Do towarzystwa grupującego się przy stoliku przysunął się premier Wilczyński, po drodze zgarnął z tacy kelnera wodę z lodem i z lekkim uśmiechem, jak zwykle przygotowany na wszystko, wyciągnął z kieszeni talię kart.
- To jak panowie? Siadamy do gry dżentelmenów?
Aureliusz Łuczak
PostWysłany: Sob 18:02, 22 Maj 2010   Temat postu:

- Dzień dobry Adamie! Co słychać? Jak nastrój przed wyborami? Wiesz już jak zagłosujesz? W tym momencie podszedł prezes Khadil i zaproponował partyjkę. Przewodniczący odszedł na bok popijając szampana.
Max Wereman
PostWysłany: Sob 17:05, 22 Maj 2010   Temat postu:

Tymczasem ja spojrzałem ze smutkiem. Co prawda ten medal idealnie pasował do nowego munduru, ale...
"Dobrze gram w brydża. No nic, najwyżej sam posiedzę chwilę..."
Cheewazz Khadil
PostWysłany: Sob 15:46, 22 Maj 2010   Temat postu:

Przeprosił ministra Wilczyńskiego i skierował się ku Prezydentowi.

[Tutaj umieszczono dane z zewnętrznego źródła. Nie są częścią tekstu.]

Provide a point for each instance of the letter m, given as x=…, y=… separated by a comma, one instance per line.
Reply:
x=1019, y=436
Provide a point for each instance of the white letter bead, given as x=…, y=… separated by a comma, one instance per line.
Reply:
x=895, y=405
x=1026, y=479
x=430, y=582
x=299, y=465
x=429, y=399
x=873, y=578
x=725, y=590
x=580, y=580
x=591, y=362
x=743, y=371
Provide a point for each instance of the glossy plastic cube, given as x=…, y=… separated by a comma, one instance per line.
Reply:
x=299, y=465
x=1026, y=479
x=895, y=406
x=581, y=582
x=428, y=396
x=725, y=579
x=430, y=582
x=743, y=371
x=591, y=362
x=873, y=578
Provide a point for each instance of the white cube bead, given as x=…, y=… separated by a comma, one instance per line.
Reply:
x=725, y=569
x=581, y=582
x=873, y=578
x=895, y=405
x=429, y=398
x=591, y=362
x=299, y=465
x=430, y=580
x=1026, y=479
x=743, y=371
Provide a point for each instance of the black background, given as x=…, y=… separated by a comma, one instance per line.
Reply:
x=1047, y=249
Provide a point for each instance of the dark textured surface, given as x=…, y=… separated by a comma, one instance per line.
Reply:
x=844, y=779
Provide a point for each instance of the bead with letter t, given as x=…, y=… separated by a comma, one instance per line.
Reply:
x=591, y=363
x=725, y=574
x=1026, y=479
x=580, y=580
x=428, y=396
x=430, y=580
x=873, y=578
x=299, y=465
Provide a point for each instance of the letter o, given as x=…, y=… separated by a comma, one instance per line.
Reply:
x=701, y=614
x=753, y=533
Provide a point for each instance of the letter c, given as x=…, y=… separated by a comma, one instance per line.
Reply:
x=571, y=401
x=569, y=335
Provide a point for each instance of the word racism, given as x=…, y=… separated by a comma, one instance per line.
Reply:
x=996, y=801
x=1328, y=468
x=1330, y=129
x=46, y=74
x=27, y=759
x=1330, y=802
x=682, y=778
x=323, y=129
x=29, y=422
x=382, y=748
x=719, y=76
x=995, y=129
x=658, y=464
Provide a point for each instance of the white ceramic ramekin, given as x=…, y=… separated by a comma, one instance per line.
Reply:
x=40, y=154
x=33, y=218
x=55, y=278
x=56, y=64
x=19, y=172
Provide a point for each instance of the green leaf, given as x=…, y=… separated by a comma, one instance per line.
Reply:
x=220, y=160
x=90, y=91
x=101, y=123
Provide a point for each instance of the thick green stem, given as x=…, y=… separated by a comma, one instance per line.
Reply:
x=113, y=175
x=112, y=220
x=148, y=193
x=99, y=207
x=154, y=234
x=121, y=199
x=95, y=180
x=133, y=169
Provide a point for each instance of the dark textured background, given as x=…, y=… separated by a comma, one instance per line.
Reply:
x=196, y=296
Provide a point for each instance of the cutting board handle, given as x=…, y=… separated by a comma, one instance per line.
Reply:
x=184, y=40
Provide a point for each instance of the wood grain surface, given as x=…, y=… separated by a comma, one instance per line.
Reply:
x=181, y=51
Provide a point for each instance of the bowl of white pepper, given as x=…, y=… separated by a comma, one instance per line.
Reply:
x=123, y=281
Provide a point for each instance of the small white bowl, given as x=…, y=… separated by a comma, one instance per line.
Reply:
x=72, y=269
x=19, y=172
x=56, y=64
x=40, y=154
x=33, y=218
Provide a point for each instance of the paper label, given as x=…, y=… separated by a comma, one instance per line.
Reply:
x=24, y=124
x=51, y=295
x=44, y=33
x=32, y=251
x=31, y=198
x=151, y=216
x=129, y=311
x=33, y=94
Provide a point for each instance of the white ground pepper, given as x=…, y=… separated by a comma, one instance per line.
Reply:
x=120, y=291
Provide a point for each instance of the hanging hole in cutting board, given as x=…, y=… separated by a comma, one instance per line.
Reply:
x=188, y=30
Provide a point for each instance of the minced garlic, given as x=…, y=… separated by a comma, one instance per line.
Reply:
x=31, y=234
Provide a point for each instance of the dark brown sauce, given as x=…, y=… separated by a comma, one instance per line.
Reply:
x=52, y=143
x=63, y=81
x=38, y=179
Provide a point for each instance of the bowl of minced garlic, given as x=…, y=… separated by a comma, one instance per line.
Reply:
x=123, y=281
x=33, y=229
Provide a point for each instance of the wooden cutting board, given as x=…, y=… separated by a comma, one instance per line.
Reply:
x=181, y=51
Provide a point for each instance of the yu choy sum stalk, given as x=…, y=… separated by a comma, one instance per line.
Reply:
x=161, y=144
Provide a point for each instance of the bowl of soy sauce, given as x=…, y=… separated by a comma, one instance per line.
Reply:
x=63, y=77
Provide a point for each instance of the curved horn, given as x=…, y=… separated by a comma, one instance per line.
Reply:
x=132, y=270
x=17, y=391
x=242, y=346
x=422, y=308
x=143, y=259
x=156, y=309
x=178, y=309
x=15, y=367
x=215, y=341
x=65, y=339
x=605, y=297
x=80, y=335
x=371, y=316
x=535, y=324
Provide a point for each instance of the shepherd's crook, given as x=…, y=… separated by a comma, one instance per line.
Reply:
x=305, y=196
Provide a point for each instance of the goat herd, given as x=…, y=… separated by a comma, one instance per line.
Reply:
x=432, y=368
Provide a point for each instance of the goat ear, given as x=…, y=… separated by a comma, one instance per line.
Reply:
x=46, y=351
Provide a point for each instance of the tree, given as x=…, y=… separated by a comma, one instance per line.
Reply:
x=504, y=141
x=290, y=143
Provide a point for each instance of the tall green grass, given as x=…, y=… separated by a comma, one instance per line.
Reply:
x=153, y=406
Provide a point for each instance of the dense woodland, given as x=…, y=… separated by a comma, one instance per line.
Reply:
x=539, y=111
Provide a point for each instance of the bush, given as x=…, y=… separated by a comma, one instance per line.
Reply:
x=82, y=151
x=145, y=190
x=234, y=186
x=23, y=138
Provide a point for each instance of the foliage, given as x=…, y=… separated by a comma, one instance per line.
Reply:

Jednak zanim do niego podszedł zwrócił się do jednego z kelenerów aby przyniósł mu dobrze schłodzone whiskey. Kiedy podszedł Adam Zygmunciak właśnie kończył odpowiedać na jakieś pytanie zadane mu uprzednio przez Jaskoviakusa Anonimusa: Panie Prezydencie, Panie Prezesie- pozdrowił ich sknąwszy głową- Czy mogę zaproponować panom partyjkę brydża? Dość już chyba tych politycznych rozmów- to powiedział wskazując ręką stolik w kącie sali.